Routine Vaccinations for Puppies and Dogs (cont.)
What Vaccines Should My Puppy Get?
Puppies should receive a series of vaccinations with a combination vaccine product that protects against parvovirus, distemper and hepatitis. Your puppy must also be vaccinated against rabies. There are a variety of other vaccines that may or may not be appropriate for your pet.
Are Any Vaccines Required By Law?
Each state has its own laws governing the administration of the rabies vaccine. Some areas require yearly rabies vaccination. Other areas call for vaccines every three years. An up-to-date canine rabies vaccination is a legal requirement. Be sure to keep proof of your dog's rabies vaccines with his medical records.
How Often Should My Adult Dog Be Vaccinated?
Your veterinarian can best determine a vaccination schedule for your dog. This will depend on the type of vaccine, your dog's age, medical history, environment and lifestyle. Some adult dogs might receive certain vaccines annually, while other vaccines might be given every 3 years or longer.
When Should My Puppy Be Vaccinated?
If his mother has a healthy immune system, a puppy will most likely receive antibodies in mother's milk while nursing. Puppies should receive a series of vaccinations starting at six to eight weeks of age. A veterinarian should administer a minimum of three vaccinations at three- to four-week intervals. The final dose should be administered at 16 weeks of age.
Are There Any Risks Associated with Vaccines?
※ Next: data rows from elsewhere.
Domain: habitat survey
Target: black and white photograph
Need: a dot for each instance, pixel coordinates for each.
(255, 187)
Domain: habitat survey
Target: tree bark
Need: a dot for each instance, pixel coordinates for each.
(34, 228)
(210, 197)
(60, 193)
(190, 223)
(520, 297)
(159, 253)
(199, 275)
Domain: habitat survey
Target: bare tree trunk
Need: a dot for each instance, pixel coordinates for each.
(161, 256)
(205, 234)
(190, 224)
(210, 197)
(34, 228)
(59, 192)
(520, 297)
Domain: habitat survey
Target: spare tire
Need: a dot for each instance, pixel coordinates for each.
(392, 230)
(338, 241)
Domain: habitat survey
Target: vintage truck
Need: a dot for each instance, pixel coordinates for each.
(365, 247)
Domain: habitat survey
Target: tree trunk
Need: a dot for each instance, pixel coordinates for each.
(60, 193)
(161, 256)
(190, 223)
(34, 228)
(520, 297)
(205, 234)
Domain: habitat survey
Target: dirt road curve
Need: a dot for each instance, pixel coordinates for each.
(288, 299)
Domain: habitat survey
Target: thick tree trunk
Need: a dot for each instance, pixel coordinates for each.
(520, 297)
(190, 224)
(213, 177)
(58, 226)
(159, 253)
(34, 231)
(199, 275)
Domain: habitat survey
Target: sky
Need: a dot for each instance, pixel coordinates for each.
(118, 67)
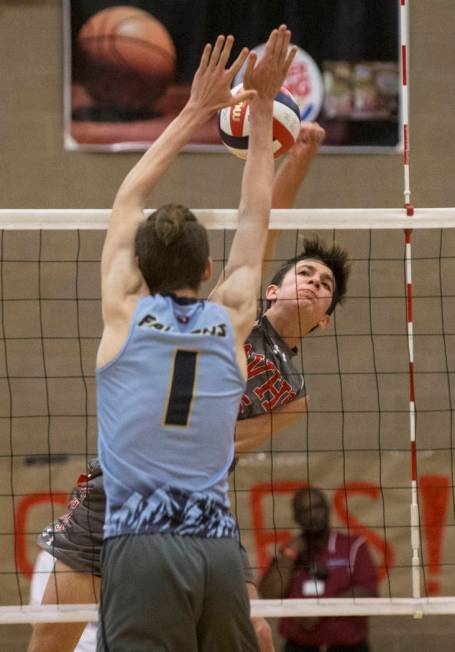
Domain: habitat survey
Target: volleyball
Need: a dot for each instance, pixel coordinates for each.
(234, 124)
(129, 57)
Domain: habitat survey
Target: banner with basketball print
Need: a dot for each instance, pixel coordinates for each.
(129, 67)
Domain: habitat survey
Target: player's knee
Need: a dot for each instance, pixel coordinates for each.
(53, 637)
(263, 634)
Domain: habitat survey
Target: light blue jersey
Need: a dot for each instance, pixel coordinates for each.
(167, 409)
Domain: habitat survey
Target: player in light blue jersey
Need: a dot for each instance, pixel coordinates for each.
(171, 370)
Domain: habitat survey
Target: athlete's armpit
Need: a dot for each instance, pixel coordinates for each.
(252, 433)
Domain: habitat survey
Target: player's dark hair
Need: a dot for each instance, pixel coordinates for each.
(172, 249)
(333, 256)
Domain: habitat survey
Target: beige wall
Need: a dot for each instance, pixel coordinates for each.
(36, 171)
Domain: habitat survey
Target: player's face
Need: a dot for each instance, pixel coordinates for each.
(310, 284)
(311, 513)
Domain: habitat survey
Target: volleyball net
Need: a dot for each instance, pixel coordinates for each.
(378, 438)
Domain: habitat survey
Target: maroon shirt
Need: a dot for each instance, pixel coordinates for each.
(348, 563)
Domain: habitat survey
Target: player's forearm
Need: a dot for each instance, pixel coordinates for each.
(252, 433)
(141, 180)
(255, 200)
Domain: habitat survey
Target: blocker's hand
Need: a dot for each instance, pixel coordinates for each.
(268, 74)
(210, 90)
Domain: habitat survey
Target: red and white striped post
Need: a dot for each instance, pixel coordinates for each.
(415, 521)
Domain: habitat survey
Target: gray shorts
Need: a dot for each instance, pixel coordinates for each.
(76, 538)
(168, 593)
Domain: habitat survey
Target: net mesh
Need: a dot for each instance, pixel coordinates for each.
(353, 443)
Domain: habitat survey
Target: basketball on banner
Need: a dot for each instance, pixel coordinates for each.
(234, 124)
(127, 58)
(303, 81)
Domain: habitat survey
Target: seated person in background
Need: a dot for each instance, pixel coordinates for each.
(321, 563)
Immunizations mildly stimulate an animal's immune system in order to create protection from specific infectious diseases. This stimulation can create mild symptoms, ranging from soreness at the injection site to fever and allergic reactions. Another less common side effect is the development of immune mediated disease following vaccination.
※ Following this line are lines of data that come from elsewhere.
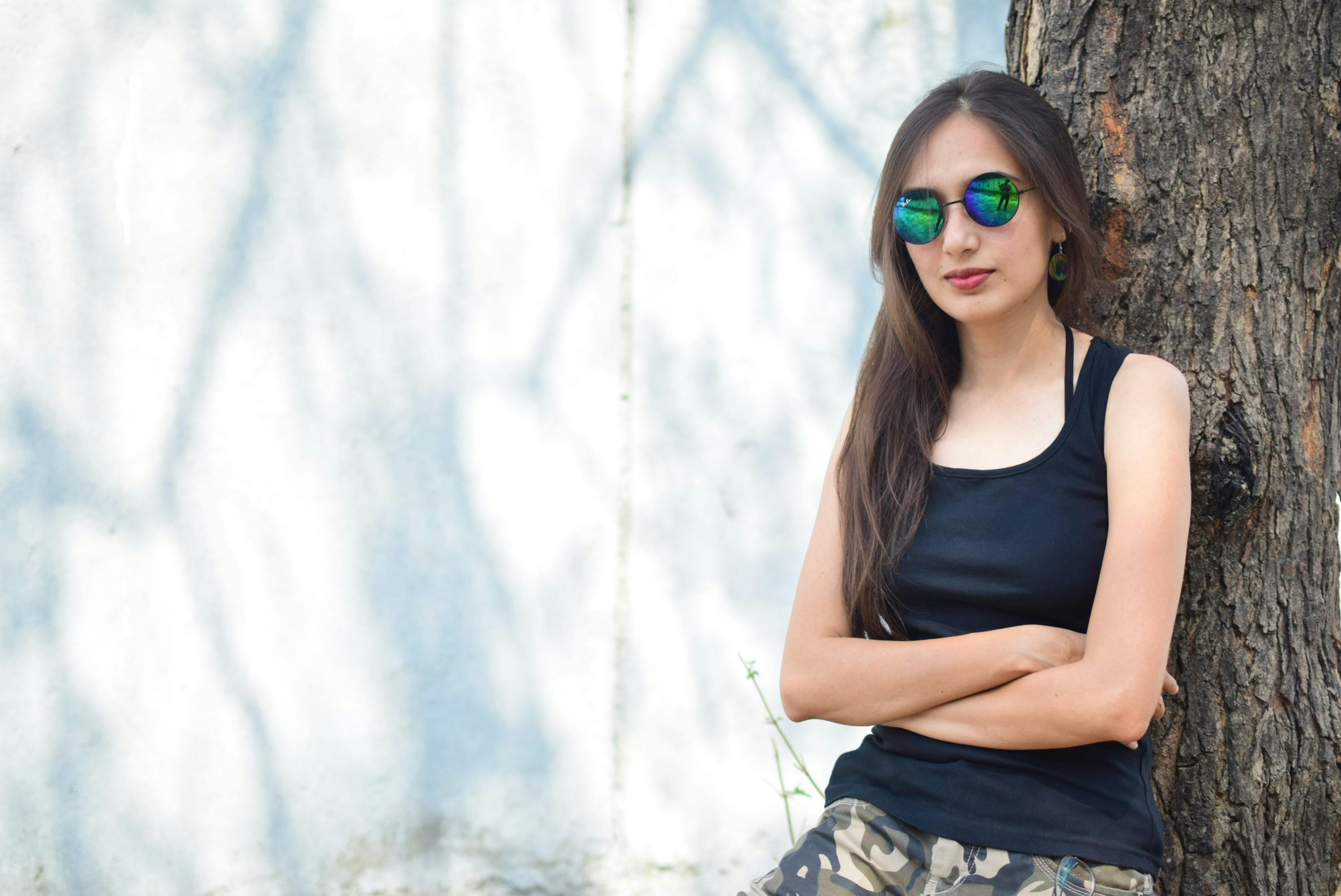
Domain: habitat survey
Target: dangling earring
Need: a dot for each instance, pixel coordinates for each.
(1057, 266)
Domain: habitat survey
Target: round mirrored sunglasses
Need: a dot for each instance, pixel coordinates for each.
(991, 200)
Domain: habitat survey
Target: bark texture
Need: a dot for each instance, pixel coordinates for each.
(1211, 138)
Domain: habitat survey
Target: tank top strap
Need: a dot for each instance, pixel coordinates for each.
(1100, 368)
(1071, 376)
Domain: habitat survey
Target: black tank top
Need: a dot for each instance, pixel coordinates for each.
(1012, 547)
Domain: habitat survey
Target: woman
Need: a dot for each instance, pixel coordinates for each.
(995, 566)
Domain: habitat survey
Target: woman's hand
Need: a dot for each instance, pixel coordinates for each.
(1043, 647)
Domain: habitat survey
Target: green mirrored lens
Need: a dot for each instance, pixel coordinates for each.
(991, 200)
(918, 216)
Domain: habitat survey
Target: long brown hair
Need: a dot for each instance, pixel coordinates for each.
(913, 358)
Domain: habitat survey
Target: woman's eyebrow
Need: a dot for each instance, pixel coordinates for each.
(963, 184)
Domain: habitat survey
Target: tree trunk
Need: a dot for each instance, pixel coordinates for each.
(1209, 134)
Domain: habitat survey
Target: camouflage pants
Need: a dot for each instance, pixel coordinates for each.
(857, 848)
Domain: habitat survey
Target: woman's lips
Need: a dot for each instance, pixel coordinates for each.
(969, 282)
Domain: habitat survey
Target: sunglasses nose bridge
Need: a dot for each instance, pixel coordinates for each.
(948, 212)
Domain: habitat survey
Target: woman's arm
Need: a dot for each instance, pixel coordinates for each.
(828, 674)
(1117, 687)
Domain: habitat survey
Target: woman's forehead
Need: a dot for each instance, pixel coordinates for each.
(956, 152)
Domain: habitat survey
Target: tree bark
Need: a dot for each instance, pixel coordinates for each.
(1209, 134)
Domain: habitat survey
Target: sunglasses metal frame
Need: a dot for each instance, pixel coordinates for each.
(954, 202)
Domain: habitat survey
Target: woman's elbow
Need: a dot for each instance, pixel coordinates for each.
(1129, 718)
(794, 702)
That said, it is important to realize that vaccines have saved countless lives, and play a vital role in the battle against canine infectious disease. Additionally, rabies vaccinations have saved the lives of countless dogs-and many humans as well. In some developing countries, hundreds of people die each year due to rabies contracted from dog bites.
As with any medical procedure, there is a small chance of side effects. In most cases, the risks are much smaller than the risks of disease itself. But it is important to talk to your veterinarian about your dog's medical history before he is vaccinated.